Veatch: “What was really surprising to me during my initial dive into all of this was how, when you look at the question of superintelligence as a documentarian or journalist, it doesn’t take long before you smack your forehead into the low doorframe of race science, because it’s baked into this technology”

I love this metaphor because of how it speaks to the contortions people (here: AI boosters) go through to ignore/pretend not to notice the race science.

https://www.theverge.com/entertainment/897923/ghost-in-the-machine-valerie-veatch-interview

The gen AI Kool-Aid tastes like eugenics

Ghost in the Machine — out on Kinema March 26th — director Valeria Veatch speaks with The Verge about gen AI’s roots in eugenics.

The Verge
@emilymbender Is there a better term than "race science"? 'Cause it sure ain't science.

@CurtAdams

Pseudo-science.

@emilymbender

@clickhere @CurtAdams @emilymbender Race science is bad science, but I think excluding it from the category of science entirely only helps other scientists feel better. Any time a social scientist uses IQ for anything, their science is bad in the same way.

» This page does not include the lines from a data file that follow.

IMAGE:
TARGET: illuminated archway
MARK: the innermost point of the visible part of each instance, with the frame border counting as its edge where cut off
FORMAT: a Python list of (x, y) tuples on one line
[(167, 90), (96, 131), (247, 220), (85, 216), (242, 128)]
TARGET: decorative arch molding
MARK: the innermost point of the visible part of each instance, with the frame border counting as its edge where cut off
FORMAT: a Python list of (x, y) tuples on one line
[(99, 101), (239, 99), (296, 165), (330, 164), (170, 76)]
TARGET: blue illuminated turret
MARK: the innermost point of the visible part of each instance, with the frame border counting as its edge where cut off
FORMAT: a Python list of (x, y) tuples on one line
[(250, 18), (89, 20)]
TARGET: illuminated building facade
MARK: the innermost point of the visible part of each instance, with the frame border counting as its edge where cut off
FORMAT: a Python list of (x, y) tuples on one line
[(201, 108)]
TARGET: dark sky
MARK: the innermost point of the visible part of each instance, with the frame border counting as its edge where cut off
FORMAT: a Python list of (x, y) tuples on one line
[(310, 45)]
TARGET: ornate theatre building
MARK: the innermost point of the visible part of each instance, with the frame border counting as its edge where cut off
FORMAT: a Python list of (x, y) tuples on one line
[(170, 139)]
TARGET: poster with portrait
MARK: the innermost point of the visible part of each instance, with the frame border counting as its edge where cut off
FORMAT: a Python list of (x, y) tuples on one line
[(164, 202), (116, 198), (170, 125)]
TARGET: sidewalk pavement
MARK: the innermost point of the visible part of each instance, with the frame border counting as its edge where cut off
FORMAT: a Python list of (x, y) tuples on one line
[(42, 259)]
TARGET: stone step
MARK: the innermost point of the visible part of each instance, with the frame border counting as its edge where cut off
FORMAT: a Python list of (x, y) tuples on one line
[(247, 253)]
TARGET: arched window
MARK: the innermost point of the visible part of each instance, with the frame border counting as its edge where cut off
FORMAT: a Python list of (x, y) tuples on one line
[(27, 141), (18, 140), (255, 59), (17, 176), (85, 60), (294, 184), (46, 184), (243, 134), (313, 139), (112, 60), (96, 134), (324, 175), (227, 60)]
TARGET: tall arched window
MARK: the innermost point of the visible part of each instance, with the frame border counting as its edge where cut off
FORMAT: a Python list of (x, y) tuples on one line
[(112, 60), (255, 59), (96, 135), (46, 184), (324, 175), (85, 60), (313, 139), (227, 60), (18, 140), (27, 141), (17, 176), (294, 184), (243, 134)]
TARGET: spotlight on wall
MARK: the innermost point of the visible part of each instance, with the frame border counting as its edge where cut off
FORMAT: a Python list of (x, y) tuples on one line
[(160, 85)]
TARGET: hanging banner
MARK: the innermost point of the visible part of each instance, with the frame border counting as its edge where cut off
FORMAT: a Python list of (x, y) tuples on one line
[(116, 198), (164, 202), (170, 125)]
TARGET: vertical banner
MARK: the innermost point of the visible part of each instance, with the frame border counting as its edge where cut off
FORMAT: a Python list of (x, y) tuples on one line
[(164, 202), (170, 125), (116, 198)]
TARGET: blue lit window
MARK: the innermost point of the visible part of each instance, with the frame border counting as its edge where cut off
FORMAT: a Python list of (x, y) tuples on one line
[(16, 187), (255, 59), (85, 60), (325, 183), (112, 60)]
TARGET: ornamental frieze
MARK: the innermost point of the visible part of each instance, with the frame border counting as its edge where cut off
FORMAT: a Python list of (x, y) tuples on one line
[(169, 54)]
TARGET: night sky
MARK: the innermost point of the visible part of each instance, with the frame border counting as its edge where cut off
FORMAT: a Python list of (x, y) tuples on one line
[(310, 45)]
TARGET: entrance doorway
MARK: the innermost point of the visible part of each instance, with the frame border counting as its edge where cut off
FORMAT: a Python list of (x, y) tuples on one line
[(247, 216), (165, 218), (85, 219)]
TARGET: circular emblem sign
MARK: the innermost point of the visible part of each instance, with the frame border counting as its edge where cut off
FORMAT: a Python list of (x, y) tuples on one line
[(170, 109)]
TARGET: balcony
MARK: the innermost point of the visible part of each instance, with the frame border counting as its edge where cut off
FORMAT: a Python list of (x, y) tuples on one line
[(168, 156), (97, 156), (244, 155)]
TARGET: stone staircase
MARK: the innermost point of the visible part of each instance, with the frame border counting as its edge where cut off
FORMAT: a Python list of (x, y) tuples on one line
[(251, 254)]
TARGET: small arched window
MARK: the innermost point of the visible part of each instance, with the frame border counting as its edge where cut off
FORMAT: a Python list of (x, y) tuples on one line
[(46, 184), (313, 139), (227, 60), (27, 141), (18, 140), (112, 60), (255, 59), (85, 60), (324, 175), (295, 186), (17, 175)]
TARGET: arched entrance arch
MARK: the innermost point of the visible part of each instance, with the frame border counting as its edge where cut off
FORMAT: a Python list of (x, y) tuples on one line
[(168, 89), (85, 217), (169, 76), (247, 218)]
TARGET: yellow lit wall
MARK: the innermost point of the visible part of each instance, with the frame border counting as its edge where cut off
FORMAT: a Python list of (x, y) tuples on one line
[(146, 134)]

@clayote Oh it absolutely is pseudo-science - as in, just plain baseless, evidence-free quackery.

There's plenty more that can join it in that categorisation, certainly, but that doesn't change a thing about it.

@CurtAdams @emilymbender

@clickhere @CurtAdams @emilymbender I don't think "evidence-free" is correct, either

It's not good evidence, and it doesn't prove what he thinks it does, but my eugenicist neighbor had all kinds of factoids about which ethnic groups had the best feet for swimming, who's got the highest incidence of autism, and so-on

We arrived at the view of eugenics as pseudoscience only by doing science better than that, and it should make us humble: which of my beliefs are just as shaky? Perhaps it's not just that intelligence isn't coded by particular genes, but that the concept of "intelligence" doesn't make sense?

Any working scientist today who believes in the luminiferous aether is a quack, but that's not true of the scientists who believed it in the 17th century.

@clayote

I'm not interested in apologia.

@CurtAdams @emilymbender

@clickhere @CurtAdams @emilymbender I'm not saying any of this to defend eugenics! I hated that neighbor and I'm glad he's gone.

What would it accomplish if we succeeded at getting everyone to refer to race science some other way? The current crop of race scientists call their field "human biodiversity," anyway, so I don't think it would discourage them.

@clayote @clickhere @emilymbender Race "science" is bad science because the whole concept of race turned out to have no biological basis. "Science" is a term implying there is evidence and functional analysis, and using it gives race "science" credibility it doesn't deserve, and that influences laypeople (and thus voters and influencers) in a bad way.
Race pseudo-science is a reasonable descriptive term.